Check pino logs for quota:enforce and quota:factory entries to identify
the root cause.
Consumption counter drift
If the actual provider usage differs from the counters, it is expected — the
2-bucket sliding window has ~1% error at window boundaries, and consume is
fire-and-forget post-response. The saturation signal (saturationSignals.ts)
reads the real provider utilization with a 30s TTL and adjusts globalUsedPercent
accordingly.
Pool shows "no data" for burn rate
computeBurnRate requires at least 2 historical samples. New pools without prior
consume calls will show tokensPerSecond: 0 and timeToExhaustionMs: null.
Migration from localStorage
When /dashboard/costs/quota-share first loads, the hook useLocalStoragePoolMigration
checks:
localStorage.getItem("omniroute:quota-share:pools")is non-empty.GET /api/quota/poolsreturns[](DB is empty).
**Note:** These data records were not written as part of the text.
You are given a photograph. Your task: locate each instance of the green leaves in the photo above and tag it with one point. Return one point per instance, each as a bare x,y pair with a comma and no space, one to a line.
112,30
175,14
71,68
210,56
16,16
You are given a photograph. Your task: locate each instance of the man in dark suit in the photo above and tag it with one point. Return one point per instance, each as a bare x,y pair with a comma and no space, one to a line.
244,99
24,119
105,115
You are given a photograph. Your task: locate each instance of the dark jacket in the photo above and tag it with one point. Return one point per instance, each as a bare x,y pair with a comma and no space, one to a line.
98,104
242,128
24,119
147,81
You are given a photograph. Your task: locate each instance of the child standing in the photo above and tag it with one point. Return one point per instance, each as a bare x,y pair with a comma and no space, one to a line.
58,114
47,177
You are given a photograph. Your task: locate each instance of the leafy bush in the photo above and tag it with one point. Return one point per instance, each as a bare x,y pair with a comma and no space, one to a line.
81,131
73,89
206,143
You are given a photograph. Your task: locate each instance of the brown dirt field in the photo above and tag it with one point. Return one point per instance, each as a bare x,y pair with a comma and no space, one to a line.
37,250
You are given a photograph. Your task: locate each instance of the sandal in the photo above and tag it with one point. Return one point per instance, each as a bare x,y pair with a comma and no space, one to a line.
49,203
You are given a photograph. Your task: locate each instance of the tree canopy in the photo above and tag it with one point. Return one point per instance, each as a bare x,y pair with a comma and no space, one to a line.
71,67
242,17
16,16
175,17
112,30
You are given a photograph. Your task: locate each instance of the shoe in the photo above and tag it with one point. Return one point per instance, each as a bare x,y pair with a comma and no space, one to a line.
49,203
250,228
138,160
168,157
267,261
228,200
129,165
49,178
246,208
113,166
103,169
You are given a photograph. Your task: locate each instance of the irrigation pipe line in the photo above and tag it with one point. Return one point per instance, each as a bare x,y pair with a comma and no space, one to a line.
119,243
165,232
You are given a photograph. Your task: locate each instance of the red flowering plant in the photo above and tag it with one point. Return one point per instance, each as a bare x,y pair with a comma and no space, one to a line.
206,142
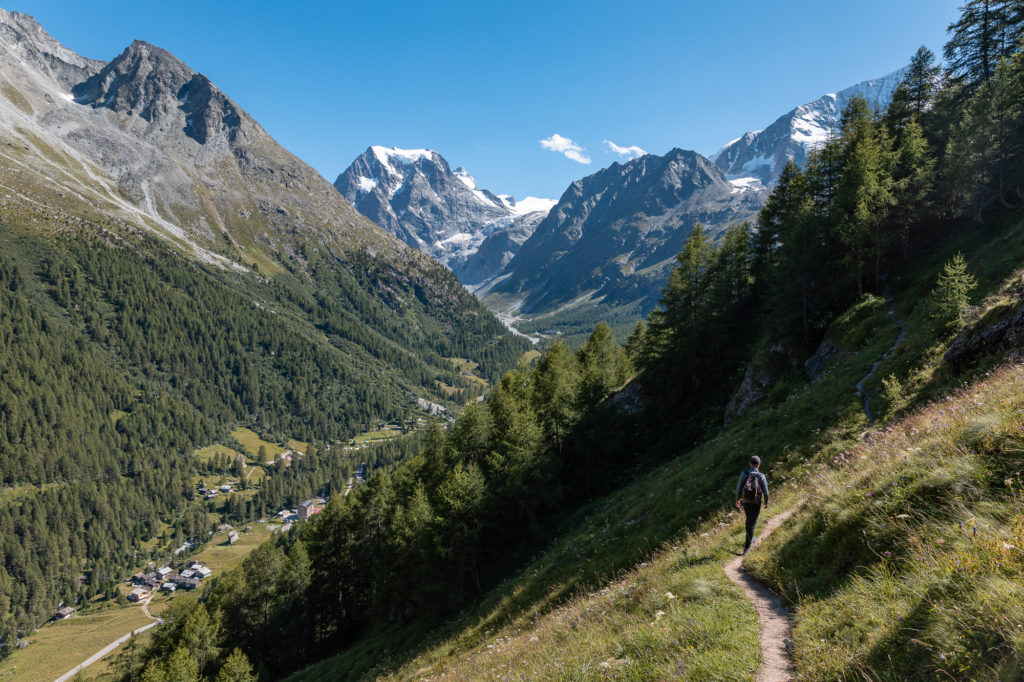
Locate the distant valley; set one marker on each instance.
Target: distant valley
(604, 249)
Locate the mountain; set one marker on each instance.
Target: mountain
(169, 273)
(416, 196)
(762, 154)
(605, 249)
(613, 236)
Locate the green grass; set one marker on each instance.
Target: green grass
(57, 647)
(219, 556)
(207, 454)
(376, 435)
(905, 561)
(252, 443)
(643, 522)
(672, 528)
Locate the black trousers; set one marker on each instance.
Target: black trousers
(753, 511)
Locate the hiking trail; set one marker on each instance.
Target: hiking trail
(774, 624)
(899, 339)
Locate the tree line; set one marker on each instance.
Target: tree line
(424, 540)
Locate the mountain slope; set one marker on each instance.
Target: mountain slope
(633, 584)
(171, 273)
(415, 196)
(762, 154)
(613, 236)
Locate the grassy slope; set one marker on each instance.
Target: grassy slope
(57, 647)
(587, 606)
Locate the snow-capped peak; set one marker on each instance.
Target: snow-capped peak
(465, 177)
(527, 204)
(403, 157)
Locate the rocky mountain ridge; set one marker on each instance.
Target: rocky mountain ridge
(416, 196)
(613, 236)
(762, 154)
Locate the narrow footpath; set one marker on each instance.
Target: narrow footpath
(774, 625)
(113, 645)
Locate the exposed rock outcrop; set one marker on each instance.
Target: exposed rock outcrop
(999, 331)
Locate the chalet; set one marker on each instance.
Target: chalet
(138, 594)
(307, 509)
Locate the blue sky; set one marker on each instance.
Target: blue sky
(484, 82)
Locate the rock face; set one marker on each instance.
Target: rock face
(816, 363)
(1000, 331)
(416, 196)
(613, 236)
(150, 141)
(761, 155)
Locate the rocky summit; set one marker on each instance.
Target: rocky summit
(760, 156)
(147, 140)
(416, 196)
(613, 236)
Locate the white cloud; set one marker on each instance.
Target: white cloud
(631, 152)
(564, 145)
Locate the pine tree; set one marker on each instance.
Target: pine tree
(921, 80)
(236, 669)
(951, 296)
(863, 195)
(986, 32)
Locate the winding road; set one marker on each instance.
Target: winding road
(113, 645)
(774, 625)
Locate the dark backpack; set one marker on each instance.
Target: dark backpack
(752, 489)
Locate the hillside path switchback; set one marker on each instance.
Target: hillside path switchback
(774, 625)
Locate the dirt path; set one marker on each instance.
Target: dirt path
(773, 621)
(892, 348)
(113, 645)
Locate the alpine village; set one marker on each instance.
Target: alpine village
(255, 425)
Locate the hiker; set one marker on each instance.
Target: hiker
(752, 492)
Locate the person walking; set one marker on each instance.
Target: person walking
(752, 492)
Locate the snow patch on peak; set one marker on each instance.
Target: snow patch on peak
(465, 177)
(745, 184)
(404, 157)
(527, 204)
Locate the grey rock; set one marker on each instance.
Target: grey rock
(816, 363)
(1001, 331)
(763, 154)
(613, 236)
(415, 195)
(148, 141)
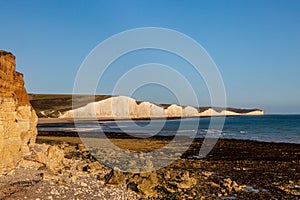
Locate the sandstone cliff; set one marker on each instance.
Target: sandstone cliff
(17, 118)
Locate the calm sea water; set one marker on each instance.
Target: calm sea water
(268, 128)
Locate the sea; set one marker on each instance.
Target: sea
(265, 128)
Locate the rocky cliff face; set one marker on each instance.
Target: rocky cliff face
(17, 118)
(122, 107)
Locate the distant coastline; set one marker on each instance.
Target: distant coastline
(85, 106)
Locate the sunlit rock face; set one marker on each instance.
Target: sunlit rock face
(17, 118)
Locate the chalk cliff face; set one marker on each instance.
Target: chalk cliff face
(122, 107)
(17, 118)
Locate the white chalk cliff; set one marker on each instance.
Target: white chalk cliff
(122, 107)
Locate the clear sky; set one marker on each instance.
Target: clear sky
(255, 44)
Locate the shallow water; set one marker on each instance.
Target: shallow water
(267, 128)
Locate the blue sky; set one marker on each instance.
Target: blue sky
(255, 44)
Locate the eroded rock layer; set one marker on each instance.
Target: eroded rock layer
(17, 118)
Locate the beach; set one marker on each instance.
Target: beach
(236, 169)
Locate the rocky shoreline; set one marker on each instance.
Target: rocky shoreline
(235, 169)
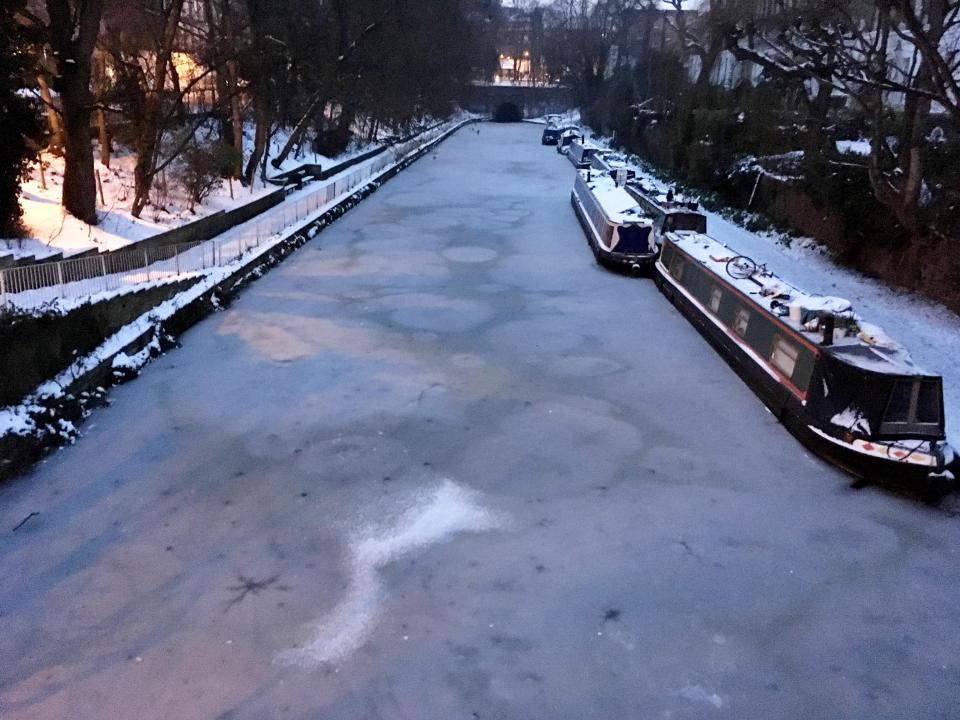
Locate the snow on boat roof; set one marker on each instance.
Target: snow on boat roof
(872, 349)
(680, 203)
(618, 205)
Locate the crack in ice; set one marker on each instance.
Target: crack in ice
(433, 518)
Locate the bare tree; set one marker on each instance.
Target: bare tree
(73, 30)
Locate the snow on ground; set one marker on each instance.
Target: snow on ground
(929, 331)
(54, 231)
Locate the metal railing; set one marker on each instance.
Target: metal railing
(35, 285)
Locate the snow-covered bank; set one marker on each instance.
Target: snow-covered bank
(930, 331)
(53, 231)
(39, 419)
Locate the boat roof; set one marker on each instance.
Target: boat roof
(618, 205)
(872, 349)
(679, 204)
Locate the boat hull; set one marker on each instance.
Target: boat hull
(924, 481)
(633, 264)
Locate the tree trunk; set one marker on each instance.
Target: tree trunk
(261, 109)
(148, 134)
(104, 137)
(73, 40)
(53, 118)
(815, 149)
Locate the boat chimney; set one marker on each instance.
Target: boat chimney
(827, 321)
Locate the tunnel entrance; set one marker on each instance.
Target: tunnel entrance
(508, 112)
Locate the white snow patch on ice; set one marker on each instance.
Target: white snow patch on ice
(696, 693)
(433, 517)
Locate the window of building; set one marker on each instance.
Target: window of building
(740, 322)
(784, 355)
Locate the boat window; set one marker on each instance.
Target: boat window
(741, 321)
(715, 296)
(676, 267)
(784, 355)
(634, 238)
(928, 403)
(898, 406)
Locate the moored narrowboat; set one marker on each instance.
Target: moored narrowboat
(617, 229)
(671, 211)
(841, 386)
(580, 153)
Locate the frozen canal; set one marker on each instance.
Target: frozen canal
(440, 465)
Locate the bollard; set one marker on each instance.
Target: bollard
(826, 326)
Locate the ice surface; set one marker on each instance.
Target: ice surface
(435, 516)
(668, 541)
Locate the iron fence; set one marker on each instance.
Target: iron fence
(32, 286)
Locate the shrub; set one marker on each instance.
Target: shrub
(202, 169)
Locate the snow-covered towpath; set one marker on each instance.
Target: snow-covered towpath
(439, 464)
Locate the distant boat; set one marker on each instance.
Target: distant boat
(839, 385)
(619, 232)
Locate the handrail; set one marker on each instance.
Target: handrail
(33, 286)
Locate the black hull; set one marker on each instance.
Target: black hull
(916, 480)
(634, 265)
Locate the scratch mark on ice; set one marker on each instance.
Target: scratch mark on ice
(434, 516)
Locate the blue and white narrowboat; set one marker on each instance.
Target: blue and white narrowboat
(618, 230)
(841, 386)
(581, 152)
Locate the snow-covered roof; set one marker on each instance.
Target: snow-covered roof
(618, 205)
(870, 349)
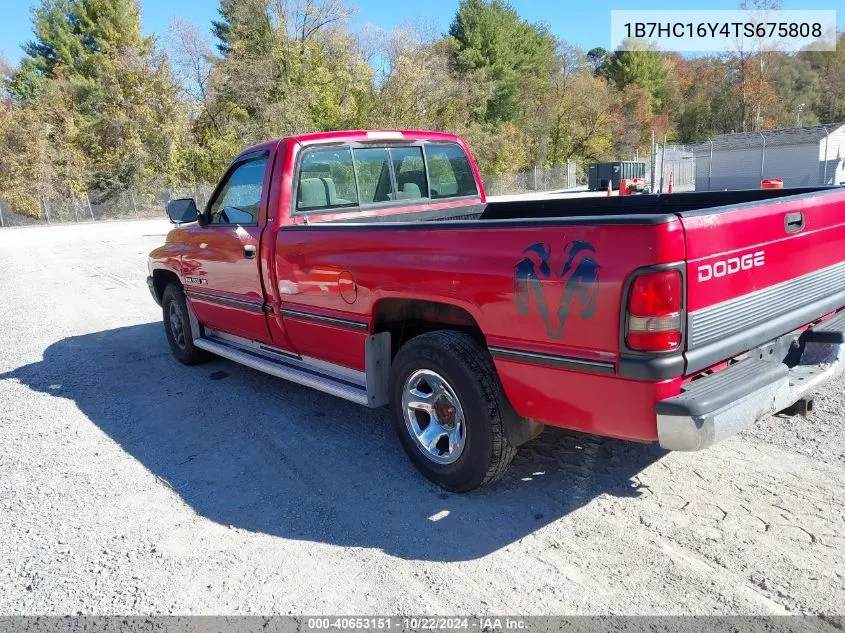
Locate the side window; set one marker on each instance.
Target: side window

If both are true, it posts each legacy pool to POST /api/quota/pools in batch,
then removes the localStorage key. The migration is idempotent: condition 2 prevents
re-migration.
DB Schema Summary
Three tables added by migrations 073–075:
quota_pools+quota_allocations— pool definitions and per-key allocations.quota_consumption— rolling 2-bucket counters per(apiKeyId, dimensionKey).provider_plans— manual provider plan overrides (dimensions JSON per connectionId).
All tables added via idempotent CREATE TABLE IF NOT EXISTS migrations.